Donnerstag, 12. November 2020
Chico (4)
„Das geht klar, Madam Estelle!“
„Die Hecke muss nach der Wachstumsphase ebenfalls geschnitten werden. Dazu stellst du zwei Klappleitern auf und legst ein Brett von einer Leiter zur anderen! Du hast doch keine Höhenangst?“
„Aber nein, Madam! Außerdem sind das doch nur zwei Meter!“
„Du musst die elektrische Heckenschere bedienen. Die kann ganz schön schwer werden, bis die Hecke fertig ist!“
„Das schaffe ich schon!“
„Sag mal, Chico! Du tust gerade so, als könntest du alles… Ich werde an den kommenden Wochenenden ein Auge darauf haben, das sage ich dir!“
Er legte den Kopf schief und schaute mich so treuherzig an, dass ich lachen musste.
„Okay, Chico, wir werden sehen, wie du dich machst! Ich werde unseren Mechaniker nächsten Samstag her bestellen, damit er dir die Handhabung der Geräte erklärt!“
Wir gingen zum Haus zurück und über die Terrasse wieder zu unseren Sitzplätzen im Wohnzimmer.
„Madam Estelle…“ begann er schüchtern.
„Jaaa?“
„Der Zwinger…“
„… steht einstweilen zur Ansicht hier und wird abends im Chat virtuell von dir benutzt,“ sagte ich.
Er sackte ein wenig in sich zusammen.
„Du wärest gerne auch real mein Doggie, Chico?“
„Dann würde sich eine große Sehnsucht erfüllen!“ Sein Rückgrat ist wieder gerade aufgerichtet und er schaut mir fest in die Augen.
„Hm,“ mache ich. „Während deiner möglichen Ausbildung bei mir, falls du keine andere findest, wäre das nicht gut!“
„Bitteee…“
„Chicooo…“ Ich lache. „Du kannst meinetwegen in kurzen Sessions – hier und da mal einen Abend – in die Rolle schlüpfen.“
„Vielen, vielen Dank, Madam Estelle! Vielen, vielen Dank!“
Er strahlt über sein ganzes Gesicht. Die Augen blitzen und die Mund scheint von Ohrläppchen zu Ohrläppchen zu reichen.

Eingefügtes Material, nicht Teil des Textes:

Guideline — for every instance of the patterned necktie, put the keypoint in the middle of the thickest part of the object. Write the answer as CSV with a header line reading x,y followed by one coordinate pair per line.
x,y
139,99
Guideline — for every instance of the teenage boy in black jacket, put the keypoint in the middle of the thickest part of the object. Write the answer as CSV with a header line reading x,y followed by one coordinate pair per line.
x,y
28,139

„Hm,“ sage ich mit einen Blick auf die Uhr. „Dein Bus ist eben durch. Wann wolltest du wieder zuhause sein?“
„Ich habe kein Limit,“ antwortet er mit treuherzigem Lächeln.

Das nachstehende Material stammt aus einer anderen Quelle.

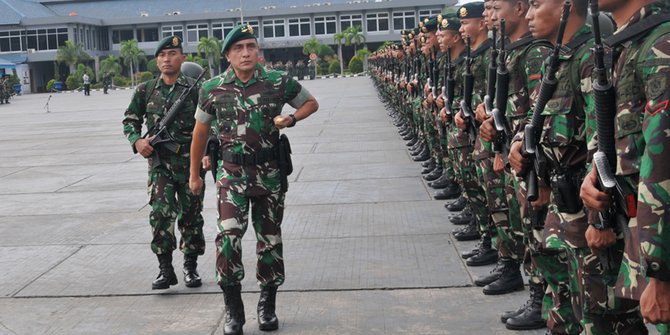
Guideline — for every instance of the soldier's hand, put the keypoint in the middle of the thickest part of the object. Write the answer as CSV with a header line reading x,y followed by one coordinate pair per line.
x,y
593,198
544,193
498,164
487,131
195,183
599,239
480,113
282,121
460,122
440,102
516,159
206,163
143,147
655,302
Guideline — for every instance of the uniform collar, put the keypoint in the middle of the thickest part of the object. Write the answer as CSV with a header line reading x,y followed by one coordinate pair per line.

„Du bist ein Schlingel, Chico! Na gut, du bleibst zum Mittagessen und fährst heute Nachmittag wieder zurück nach Hause!“

*

Mein Name ist Justin Winkler. Ich bin sehr klein und zierlich. In der Schule war ich der Kleinste in meiner Klasse. Aber komischerweise war ich dadurch nicht benachteiligt. Jedesmal wenn ein größerer Junge sich an mir abreagieren wollte, stellten sich zwei Freunde von mir dazwischen und nicht selten spürten die Jungs eine Faust von meinen Freunden. Bald ließ man mich in Ruhe. Aber dann wurde ich hinter der Hand als ‚Schwuli‘ verunglimpft, wohl auch, weil ich mit einem der beiden Großen nach der Schule die Nachmittage verbrachte. Wir zockten am Computer. Bald spielten wir online.
Später, als ich mich für Mädchen zu interessieren begann, erntete ich von den meist Größeren viel Nichtbeachtung. Ich war wohl zu unscheinbar – irgendwie nicht männlich genug. Meine schüchternen Annäherungsversuche waren nie so recht von Erfolg gekrönt.
Als Jugendlicher ging ich jeden Mittwochabend ins Pfarrheim. Dort wurde von der Pfarrjugend eine Diskothek veranstaltet von 19 bis 22Uhr.
Die Schwester meines Freundes hat mich letztes Jahr dort auf der Tanzfläche stehen gelassen, als ein Anderer zur Tür herein kam. Das musste anders werden, dachte ich mir. Ich surfte also im Internet. Die dunkle Seite des Sex‘ im Internet faszinierte mich anfangs. Alles war neu.
Aber ich suchte weiter. Meine Neugier war geweckt. Da fand ich sogenannte Fetisch-Seiten. Mein Gott, was es nicht alles gibt! Was Menschen alles erregen kann, das erstaunte mich sehr und ich las, was die Leute darüber schrieben. Bald entdeckte ich die Pet-Player im Netz. Zusätzlich zu deren Internet-Auftritt treffen sie sich in allen größeren Städten regelmäßig zu Stammtischen. Dorthin zu gehen in unserer Stadt, traute ich mich aber nicht. Ich begann bald den Chat mitzulesen.